Bem, se é assim, então, eu escolhi consumir esse algo e arcar com as consequências de ter feito essa escolha. Vocês podem não acreditar, mas isso também se dá com esse ensinamento de Jesus. Se vocês não se lembram, Ele completou essa frase dizendo, “Porque com o juízo com que julgardes sereis julgados, e com a medida com que tiverdes medido vos hão de medir a vós. (Mateus 7:2)

Eu acredito que Ele não queria nos dizer que esse julgamento seria somente de nós direcionado ao próximo e vice versa, mas sim que estaria vinculado ao nosso próximo mais próximo, que somos nós mesmos. Se eu, todos os dias, julgo os outros com um peso, quando eu tiver que julgar a mim mesma, o farei da mesma forma. Infelizmente, não temos muito cuidado com o limite de nossa “crueldade” ao decidirmos que o outro não tem razão ou não merece o nosso perdão.

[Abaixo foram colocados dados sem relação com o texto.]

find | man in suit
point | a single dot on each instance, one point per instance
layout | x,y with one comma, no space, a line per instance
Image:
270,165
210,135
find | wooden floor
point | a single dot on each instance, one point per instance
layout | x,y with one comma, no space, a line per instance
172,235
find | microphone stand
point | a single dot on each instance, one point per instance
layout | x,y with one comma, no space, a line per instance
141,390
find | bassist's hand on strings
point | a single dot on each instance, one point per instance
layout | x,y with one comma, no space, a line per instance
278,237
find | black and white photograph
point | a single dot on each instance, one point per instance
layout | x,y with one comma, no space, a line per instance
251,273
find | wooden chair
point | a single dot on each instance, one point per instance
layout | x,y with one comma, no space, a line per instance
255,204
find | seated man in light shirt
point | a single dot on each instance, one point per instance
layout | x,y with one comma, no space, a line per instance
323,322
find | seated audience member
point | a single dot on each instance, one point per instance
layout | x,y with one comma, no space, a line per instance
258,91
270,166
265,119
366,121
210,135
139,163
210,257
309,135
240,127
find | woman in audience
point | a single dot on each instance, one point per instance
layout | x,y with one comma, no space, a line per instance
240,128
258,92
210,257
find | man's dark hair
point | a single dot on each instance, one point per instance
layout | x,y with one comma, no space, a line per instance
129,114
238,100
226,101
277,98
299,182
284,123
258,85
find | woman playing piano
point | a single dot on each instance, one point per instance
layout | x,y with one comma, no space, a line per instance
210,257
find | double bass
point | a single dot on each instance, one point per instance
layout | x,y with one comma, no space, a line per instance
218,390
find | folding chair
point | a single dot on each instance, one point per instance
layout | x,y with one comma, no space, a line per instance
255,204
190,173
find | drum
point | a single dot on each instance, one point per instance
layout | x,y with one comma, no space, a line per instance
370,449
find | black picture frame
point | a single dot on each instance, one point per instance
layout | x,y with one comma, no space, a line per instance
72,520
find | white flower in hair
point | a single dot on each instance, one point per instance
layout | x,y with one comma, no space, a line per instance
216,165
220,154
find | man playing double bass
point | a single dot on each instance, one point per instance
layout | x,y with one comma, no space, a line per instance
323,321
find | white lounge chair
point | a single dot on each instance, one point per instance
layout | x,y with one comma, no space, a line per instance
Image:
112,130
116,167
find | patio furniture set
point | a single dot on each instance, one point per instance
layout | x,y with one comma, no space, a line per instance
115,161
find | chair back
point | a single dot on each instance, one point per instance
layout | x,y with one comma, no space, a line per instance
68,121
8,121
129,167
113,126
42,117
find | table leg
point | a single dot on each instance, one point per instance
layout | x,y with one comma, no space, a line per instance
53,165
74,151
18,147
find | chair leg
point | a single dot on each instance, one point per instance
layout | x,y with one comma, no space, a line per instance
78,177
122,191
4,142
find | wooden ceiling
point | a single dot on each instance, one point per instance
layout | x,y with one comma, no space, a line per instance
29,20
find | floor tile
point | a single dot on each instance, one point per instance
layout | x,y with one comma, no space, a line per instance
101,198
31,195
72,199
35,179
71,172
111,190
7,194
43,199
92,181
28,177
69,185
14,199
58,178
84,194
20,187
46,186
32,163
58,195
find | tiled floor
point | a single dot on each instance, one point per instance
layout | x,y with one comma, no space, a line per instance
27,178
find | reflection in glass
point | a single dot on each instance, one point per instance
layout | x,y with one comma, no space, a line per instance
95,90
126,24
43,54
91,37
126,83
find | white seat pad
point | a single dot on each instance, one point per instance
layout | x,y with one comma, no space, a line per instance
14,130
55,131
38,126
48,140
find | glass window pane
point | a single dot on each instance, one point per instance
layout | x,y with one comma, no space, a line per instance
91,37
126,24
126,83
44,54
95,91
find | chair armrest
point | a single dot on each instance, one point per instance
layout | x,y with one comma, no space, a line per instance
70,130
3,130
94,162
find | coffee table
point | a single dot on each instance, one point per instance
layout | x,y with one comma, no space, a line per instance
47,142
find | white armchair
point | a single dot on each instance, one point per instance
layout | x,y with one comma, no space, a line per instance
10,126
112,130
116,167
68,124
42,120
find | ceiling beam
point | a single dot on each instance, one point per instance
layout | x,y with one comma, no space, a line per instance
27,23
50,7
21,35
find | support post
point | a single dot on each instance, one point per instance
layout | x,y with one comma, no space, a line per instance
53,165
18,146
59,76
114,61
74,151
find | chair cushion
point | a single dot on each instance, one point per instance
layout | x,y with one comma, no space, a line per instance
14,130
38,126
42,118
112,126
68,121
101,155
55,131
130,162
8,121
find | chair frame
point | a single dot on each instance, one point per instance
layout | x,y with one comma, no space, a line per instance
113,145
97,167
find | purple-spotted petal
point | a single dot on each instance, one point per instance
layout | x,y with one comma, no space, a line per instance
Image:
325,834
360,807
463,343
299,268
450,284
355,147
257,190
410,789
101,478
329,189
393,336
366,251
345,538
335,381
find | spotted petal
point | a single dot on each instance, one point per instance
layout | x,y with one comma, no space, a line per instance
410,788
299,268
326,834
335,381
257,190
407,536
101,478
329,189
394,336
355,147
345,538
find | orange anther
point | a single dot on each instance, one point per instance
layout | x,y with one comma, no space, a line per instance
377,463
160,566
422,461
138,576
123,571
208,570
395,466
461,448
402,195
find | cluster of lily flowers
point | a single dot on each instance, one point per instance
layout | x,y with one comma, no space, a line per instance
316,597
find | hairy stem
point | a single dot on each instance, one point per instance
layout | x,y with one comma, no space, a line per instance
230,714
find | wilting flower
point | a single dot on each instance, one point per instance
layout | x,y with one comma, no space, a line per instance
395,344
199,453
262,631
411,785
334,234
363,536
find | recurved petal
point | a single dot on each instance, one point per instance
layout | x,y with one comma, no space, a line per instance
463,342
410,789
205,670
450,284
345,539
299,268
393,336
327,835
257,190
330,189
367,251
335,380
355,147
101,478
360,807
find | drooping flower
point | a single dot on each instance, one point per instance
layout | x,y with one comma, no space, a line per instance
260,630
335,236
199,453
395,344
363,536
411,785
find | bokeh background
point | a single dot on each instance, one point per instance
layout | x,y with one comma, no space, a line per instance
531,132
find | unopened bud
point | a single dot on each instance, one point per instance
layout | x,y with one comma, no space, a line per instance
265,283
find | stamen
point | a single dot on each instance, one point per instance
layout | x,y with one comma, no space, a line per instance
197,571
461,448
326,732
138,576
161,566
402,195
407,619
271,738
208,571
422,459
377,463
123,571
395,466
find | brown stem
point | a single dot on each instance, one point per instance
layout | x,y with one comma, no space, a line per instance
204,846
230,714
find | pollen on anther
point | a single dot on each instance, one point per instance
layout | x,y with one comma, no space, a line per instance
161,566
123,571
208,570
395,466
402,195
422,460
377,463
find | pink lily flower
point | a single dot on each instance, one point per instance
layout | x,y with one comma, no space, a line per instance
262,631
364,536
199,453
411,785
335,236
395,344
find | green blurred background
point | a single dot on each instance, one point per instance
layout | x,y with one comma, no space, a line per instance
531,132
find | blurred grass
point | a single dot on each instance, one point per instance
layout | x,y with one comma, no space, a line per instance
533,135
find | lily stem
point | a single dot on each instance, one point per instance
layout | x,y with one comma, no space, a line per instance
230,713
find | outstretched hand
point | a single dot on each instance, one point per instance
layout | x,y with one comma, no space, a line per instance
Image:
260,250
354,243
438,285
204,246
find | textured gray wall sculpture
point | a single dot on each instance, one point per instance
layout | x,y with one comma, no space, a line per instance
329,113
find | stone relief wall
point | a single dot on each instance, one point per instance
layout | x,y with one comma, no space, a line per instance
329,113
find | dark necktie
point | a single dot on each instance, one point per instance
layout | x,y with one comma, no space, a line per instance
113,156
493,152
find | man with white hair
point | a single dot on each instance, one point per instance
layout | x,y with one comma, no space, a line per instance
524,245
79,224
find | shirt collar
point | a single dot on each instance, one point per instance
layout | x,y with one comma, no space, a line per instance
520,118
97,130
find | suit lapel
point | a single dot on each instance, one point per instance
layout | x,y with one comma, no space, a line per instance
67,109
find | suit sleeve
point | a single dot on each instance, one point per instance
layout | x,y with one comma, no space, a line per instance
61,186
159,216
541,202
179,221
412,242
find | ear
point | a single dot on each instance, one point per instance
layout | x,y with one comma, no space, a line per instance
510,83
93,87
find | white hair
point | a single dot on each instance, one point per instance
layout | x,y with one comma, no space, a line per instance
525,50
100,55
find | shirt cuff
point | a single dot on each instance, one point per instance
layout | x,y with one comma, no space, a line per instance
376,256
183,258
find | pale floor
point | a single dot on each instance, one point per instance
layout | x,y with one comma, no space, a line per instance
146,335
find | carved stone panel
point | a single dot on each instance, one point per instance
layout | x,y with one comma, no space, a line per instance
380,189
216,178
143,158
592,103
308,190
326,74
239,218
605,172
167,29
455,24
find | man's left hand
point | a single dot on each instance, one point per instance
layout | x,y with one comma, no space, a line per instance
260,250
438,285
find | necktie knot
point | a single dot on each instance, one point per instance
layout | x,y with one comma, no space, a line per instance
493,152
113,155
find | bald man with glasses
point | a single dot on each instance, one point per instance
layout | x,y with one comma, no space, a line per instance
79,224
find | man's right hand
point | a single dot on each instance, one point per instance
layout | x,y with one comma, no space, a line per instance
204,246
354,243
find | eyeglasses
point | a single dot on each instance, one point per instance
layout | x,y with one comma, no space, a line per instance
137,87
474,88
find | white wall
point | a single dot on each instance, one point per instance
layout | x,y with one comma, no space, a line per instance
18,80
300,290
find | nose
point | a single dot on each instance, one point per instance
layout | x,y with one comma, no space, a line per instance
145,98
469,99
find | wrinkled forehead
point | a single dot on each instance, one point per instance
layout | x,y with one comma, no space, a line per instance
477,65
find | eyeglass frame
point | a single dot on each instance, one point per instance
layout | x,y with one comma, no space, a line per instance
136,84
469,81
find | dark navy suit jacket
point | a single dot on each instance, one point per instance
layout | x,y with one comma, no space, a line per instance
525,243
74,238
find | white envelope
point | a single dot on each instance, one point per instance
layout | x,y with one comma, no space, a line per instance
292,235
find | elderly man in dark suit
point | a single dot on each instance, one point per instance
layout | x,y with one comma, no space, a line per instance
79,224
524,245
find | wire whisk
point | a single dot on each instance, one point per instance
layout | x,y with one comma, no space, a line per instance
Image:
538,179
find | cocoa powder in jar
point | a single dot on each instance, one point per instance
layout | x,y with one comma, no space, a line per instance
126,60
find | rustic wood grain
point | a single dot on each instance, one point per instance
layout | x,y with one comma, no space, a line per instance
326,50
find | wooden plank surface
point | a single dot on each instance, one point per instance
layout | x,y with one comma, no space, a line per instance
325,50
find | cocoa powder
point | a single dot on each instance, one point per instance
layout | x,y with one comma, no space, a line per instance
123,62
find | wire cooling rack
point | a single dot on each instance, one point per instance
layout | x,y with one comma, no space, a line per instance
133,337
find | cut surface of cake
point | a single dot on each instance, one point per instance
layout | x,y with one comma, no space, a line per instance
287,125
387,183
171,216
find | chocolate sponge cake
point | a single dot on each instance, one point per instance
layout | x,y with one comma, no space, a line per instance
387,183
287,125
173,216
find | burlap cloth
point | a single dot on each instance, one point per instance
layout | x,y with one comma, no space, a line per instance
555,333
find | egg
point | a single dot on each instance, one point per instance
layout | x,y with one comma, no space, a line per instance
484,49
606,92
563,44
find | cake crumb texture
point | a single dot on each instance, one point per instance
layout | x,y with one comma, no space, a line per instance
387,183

Somos pessoas que agimos conforme vamos mudando as nossas verdades. Explico: a cada experiência que temos, vamos adquirindo um pouquinho mais de compreensão da vida, mas, precisamos entender que essa compreensão é individual, ou seja, podemos, diante de uma circunstância, absorvemos como aprendizado aquilo que compreendemos ser o correto. Descrevo, com um exemplo radical, sobre o que quero lhes passar: quando os cristãos entenderam que somente Jesus salvava, criaram as cruzadas e dizimaram aqueles que eles entendiam serem hereges. Escolha acertada? Para eles (ou nós), naquela época, sim. De qualquer forma, tudo começou com um pensamento que, fomentando a ignorância dos fiéis, se tornou um massacre para ambos os lados. Infelizmente, isso ainda é visto nos dias atuais.

Esse resultado também se dá com o nosso julgamento. Se eu tenho o costume de tentar entender as ações alheias; se eu tiver necessidade de julgar o outro, mas tento impor o mínimo de peso às suas ações e atos, face a verdade de que ainda somos aprendizes neste planeta escola; se eu busco o melhor do outro em suas ações... tenham certeza que, no momento que eu me virar para mim e tiver que me julgar, toda a minha condescendência será aplicada também.

Somos os nossos juízes em nossos tribunais interiores. Somente nós podemos nos julgar e condenar. Mesmo que o outro o faça, se não concordarmos com ele, nada sentiremos, nada sofreremos. Então, precisamos treinar o “nosso juiz” para enxergar além da condenação implacável, enxergar o nosso lado aprendiz, o nosso lado imperfeito que quer ficar melhor, mas não sabe ainda como.

Se nós percebermos o quanto estaremos nos beneficiando com esse entendimento mais profundo, estaremos mais e mais incentivados a nos esforçarmos para agirmos dessa forma com os nossos irmãos em Cristo.

Assim, com o tempo, vamos melhor compreendendo os ensinamentos de Jesus e as nossas verdades vão se tornando mais puras e felizes.

Não julguemos para não sermos julgados, essa é a nossa meta diária de amor e caridade.